In 1946, a singular event in history occurred. The reigning World Chess Champion, Alexander Alekhine, (pronunciation of his name is debated depending on who is speaking, but most would pronounce it either Al-ek-ine, or Al-yek-hin), died whilst holding the title. This was the first and only time a World Champion has passed during his reign. What makes this intriguing, and curious for discussion here on HorrorAddicts.net, is that despite the coroner ruling Alekhine’s death an accident, conspiracy theories abound to this day about Soviet death squads and secret police murdering him after WWII had ended for political revenge.
Alekhine was born in October 1892 in Moscow, to a wealthy landowner father, and his mother was heiress to a large textile-industry fortune. Following in the footsteps of his older brother, he began playing in chess tournaments in the local Moscow clubs in his younger age, and by the time he was in double digits, he was addicted, playing games in his head throughout lessons and before bed. Bill Wall notes that ‘Garry Kasparov [the 13th World Chess Champion] tells the story that once in an algebra test, Alekhine suddenly leaped up with shining eyes.

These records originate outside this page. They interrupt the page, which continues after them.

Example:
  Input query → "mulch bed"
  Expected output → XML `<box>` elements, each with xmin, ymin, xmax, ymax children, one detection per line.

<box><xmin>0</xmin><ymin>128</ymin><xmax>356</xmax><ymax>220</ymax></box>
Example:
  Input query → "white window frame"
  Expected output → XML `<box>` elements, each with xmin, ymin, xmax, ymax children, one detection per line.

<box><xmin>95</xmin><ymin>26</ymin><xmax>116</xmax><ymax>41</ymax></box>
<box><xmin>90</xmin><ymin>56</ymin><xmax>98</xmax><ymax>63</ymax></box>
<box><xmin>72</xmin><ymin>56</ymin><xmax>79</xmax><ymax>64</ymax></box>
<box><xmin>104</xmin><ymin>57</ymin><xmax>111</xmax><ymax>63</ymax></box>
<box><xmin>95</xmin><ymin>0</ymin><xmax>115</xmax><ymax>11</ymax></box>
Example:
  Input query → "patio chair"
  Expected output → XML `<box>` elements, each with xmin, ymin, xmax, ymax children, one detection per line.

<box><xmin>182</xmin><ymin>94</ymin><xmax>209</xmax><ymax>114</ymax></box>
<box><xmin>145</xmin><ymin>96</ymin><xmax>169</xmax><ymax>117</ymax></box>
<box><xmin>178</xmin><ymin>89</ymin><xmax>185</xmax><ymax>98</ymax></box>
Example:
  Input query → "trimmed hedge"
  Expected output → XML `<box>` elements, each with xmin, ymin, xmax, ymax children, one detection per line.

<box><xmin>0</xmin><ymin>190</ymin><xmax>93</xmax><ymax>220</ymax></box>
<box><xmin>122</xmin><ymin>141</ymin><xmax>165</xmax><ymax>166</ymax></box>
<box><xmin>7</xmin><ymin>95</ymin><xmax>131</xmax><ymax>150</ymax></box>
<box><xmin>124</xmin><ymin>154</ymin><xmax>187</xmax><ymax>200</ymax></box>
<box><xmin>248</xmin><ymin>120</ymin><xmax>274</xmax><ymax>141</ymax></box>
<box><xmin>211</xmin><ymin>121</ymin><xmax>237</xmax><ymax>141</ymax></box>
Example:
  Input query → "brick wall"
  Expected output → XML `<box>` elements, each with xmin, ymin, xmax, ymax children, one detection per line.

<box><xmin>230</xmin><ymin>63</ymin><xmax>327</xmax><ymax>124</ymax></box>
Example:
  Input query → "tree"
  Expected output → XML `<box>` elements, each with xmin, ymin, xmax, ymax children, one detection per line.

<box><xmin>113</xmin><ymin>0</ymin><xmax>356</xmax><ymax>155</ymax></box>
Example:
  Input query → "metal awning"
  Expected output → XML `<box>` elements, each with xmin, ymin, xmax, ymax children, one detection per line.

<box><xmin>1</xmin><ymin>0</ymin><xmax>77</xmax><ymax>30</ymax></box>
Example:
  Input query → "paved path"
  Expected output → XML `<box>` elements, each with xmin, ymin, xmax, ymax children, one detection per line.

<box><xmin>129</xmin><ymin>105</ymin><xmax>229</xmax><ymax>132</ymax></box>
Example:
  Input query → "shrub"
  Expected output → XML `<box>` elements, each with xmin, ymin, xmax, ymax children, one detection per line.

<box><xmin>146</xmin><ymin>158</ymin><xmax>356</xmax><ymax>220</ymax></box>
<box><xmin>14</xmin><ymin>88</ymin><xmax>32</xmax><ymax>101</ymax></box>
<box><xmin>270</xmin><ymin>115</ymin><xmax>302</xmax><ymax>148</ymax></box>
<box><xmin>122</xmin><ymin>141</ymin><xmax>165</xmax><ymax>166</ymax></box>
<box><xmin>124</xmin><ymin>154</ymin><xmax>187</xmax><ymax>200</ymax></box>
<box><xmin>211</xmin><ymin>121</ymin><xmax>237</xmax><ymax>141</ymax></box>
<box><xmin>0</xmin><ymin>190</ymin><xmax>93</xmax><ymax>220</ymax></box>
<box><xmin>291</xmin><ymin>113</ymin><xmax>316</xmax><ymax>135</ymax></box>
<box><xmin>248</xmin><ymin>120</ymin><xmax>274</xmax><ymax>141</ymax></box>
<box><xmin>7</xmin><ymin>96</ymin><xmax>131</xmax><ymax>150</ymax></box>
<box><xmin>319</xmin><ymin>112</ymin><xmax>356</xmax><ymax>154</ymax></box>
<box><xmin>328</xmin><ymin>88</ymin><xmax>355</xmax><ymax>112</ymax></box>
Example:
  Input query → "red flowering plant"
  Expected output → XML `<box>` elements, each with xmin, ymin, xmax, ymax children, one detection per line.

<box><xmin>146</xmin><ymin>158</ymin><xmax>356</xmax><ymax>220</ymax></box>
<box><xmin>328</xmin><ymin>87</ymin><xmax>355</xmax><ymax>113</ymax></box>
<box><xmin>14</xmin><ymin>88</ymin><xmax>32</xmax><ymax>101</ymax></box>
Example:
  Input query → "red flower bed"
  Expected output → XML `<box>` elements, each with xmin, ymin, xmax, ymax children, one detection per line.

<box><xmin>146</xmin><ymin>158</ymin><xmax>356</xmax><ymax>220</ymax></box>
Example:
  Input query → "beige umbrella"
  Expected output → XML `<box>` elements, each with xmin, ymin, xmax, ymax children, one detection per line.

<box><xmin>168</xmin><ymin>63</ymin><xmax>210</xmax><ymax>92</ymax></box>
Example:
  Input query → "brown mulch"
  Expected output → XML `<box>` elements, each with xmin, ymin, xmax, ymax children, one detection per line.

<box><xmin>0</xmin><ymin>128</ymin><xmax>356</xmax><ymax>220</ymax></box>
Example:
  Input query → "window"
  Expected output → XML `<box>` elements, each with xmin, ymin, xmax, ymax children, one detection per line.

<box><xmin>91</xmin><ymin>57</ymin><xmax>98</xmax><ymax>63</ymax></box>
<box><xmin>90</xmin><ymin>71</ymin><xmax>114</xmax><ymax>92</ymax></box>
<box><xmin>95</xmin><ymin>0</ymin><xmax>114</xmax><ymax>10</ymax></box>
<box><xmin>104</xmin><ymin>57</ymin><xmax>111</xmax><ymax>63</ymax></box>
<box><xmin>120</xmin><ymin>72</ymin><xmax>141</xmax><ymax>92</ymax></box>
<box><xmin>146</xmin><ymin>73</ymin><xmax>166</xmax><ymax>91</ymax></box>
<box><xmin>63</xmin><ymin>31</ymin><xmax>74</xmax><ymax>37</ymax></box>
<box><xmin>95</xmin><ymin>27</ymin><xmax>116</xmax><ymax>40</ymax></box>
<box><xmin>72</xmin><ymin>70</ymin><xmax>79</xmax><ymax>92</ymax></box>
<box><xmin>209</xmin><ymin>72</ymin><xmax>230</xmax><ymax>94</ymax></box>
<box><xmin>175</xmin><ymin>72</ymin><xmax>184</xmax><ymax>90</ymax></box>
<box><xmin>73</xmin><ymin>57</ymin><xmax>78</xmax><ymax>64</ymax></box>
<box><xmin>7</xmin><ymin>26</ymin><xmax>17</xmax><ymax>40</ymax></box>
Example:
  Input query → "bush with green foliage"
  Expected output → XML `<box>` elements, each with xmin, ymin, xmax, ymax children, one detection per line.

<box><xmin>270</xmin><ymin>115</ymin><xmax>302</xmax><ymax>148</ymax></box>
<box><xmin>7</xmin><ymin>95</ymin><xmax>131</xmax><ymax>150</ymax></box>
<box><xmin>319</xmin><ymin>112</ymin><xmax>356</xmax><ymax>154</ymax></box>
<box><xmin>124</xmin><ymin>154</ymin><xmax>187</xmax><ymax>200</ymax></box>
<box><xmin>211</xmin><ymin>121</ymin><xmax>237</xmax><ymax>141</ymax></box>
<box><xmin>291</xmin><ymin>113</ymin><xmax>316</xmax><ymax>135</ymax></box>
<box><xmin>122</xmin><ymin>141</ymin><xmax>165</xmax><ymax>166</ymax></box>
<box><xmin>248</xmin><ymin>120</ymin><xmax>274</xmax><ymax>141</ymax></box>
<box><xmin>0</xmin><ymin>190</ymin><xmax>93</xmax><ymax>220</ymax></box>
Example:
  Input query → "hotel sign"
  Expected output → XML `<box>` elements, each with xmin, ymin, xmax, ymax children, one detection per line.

The teacher asked if Alekhine had solved the problem. Alekhine responded, “Yes, I sacrifice the knight, and White wins!” The class burst out laughing.’ (Wall, 2008)
As one of the world’s strongest players, Alekhine moved to France in 1921. He played tournaments against the strongest opponents in the world, and in 1928 successfully defeated José Raul Capablanca in a championship match to become the fourth World Chess Champion. Throughout the next decade, Alekhine played in all the world’s biggest tournaments, winning brilliancy prizes for incredibly played games in five Chess Olympiads (the chess version of the Olympic Games). Around 1934 he all but retired from major tournament play. Alekhine lost his title in 1935 to Max Euwe, but regained it again a few years later.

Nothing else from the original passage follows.